Tapu kütüğünde kayıtlı taşınmazlarla ilgili olarak yapılan hukuki
işlemlerde, sözleşmenin yapıldığı sırada tarafların fiil ehliyetine sahip
olmaları gerekir (TMK md.9). Medeni Kanuna göre ayırt etme gücüne sahip ve kısıtlı olmayan her ergin kişinin fiil ehliyeti
vardır. Temyiz kudreti; bireyin davranışlarının, eylem ve işlemlerinin
sebep ve sonuçlarını anlayabilme, değerlendirebilme ve ayırt edebilme gücüdür.
Fiil ehliyetine sahip olmayan kişilerin yaptığı gayrimenkul devir ve temlik
işlemleri hukuken yok hükmünde olup, bu geçersizliğin açılacak tapu iptal ve
tescil davası ile ileri sürülmesi gerekmektedir. Bu davalar kayıt maliki
görünen kişilere karşı herhangi bir süre koşulu olmaksızın her zaman
açılabilir.
Yargıtay 1. Hukuk Dairesinin yerleşik içtihatlarına göre, fiil ehliyeti
bulunmayan kişi ile gayrimenkulün devri için sözleşme yapan kişi iyi niyetli olsa dahi temlik işlemi
mutlak butlanla batıldır ve hukuki sonuç doğurmaz.

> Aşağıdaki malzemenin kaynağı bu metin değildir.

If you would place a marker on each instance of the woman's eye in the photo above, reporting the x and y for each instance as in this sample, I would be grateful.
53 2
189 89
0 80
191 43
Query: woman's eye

Tapu iptal ve tescil davasının dayanağı davalının temyiz kudretine sahip olmayan
kişiden taşınmaz satın aldığı iddiası olduğunda, 4721 sayılı Türk Medeni
Kanunu’nun 15. maddesinde de ifade edildiği üzere, ayrım gücü bulunmayan
kimsenin geçerli bir iradesinin bulunmaması nedeniyle, kanunda gösterilen ayrık
durumlar saklı kalmak üzere, yapacağı işlemlere sonuç bağlanamayacağından,
karşı tarafın iyiniyetli olması o işlemi geçerli kılmaz. Bu ilke 11.6.1941
tarih 4/21 sayılı Yargıtay İçtihadı Birleştirme Kararında da aynen
benimsenmiştir. Ancak taşınmazı ilk temlik alan kişiden satın alan 2. el
konumundaki iyi niyetli kişilerin kazanımı korunacaktır. (TMK m.2, 1023, 1024,
1025)
Ehliyetsizlik nedenine dayalı tapu iptal ve tescil davasında şu
araştırmalar yapılmalıdır;
-
Öncelikle tarafların gösterdiği tüm
deliller toplanmalıdır.
-
Taraf tanıklarından ehliyet
olgusuna ilişkin ayrıntılı, açıklayıcı somut bilgiler alınmalıdır.
-
Ehliyetsiz olduğu iddia edilen kişiye ilişkin doktor raporları, hasta
gözlem (müşahede) kâğıtları, reçeteler, film grafikleri gibi tüm tıbbi belgeler temin edilmelidir.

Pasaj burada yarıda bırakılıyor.